Today, I’m not playing for fun.

I’m just the guy who wins, and I play to dominate.

We stand on the ice for the announcements. I glance up at the Jumbotron. The camera pans to the stands. And unlike my teammates, I’m not anybody’s boyfriend or husband, real or otherwise.

We clear the ice and wait.

Game time.

Neon lights streak across the ceiling, the crowd’s roar cracking through the frozen air like thunder. My skates bite into the surface with that familiar hiss, but everything else? Chaos.

This is it. Game 7. The Stanley Cup. Vegas.

I roll my shoulders under my gear, and sweat is already slicking my spine even though the puck hasn’t dropped.

The Maulers are lined up like a firing squad, each guy in our starting five staring down the Golden Predators across the red line.

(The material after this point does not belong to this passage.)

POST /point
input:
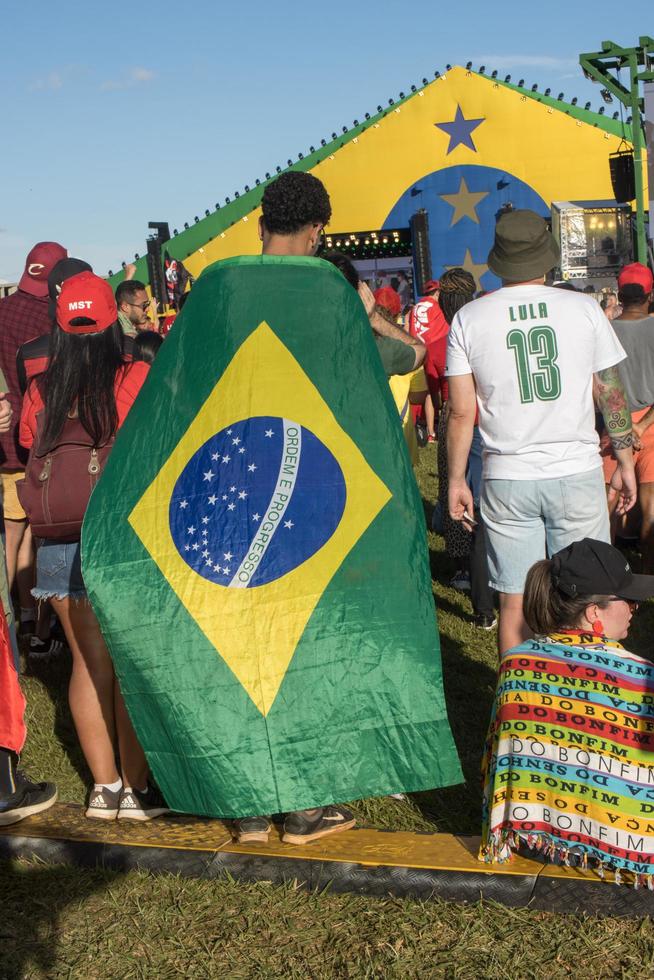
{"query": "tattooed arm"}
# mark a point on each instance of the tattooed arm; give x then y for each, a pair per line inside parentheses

Every face is locked in. Every stick tap on the ice feels like a countdown to war.

“Let’s go, boys!” Victor shouts, his voice slicing through the noise. Our captain. Our enforcer. Our lunatic. God, I love that man.

The cold bites into my jaw where the helmet doesn’t cover, but I don’t mind. I want it. I want the chill to anchor me because my heart is trying to beat its way through my ribcage.

I glance at the stands for half a second. Just a blur of gold and white and screaming fans.

Tonight is ours. This is about me. The boys. The Cup.

The ref gives the signal. The anthem’s already a memory, and the opening face-off is seconds away. My knuckles tighten around my stick.

“Finn,” Victor says next to me, tapping my shin pad with his stick. “Let’s make them fight for it.”

I grin. “Hit them hard.”

The puck drops. We exploded forward.

Everything narrows—sound, time, and space. It's just blades, breath, and instinct. Vegas comes fast, trying to set the tone, but we hit harder. We’ve been here before. We’ve fought for this all season. And tonight? We finish it.

The boards rattle—a stick breaks. Someone swears—might’ve been me. Doesn’t matter. The only thing that matters is sixty minutes from now…Is the Cup going home with us or them?

And I didn’t come all this way to leave empty-handed.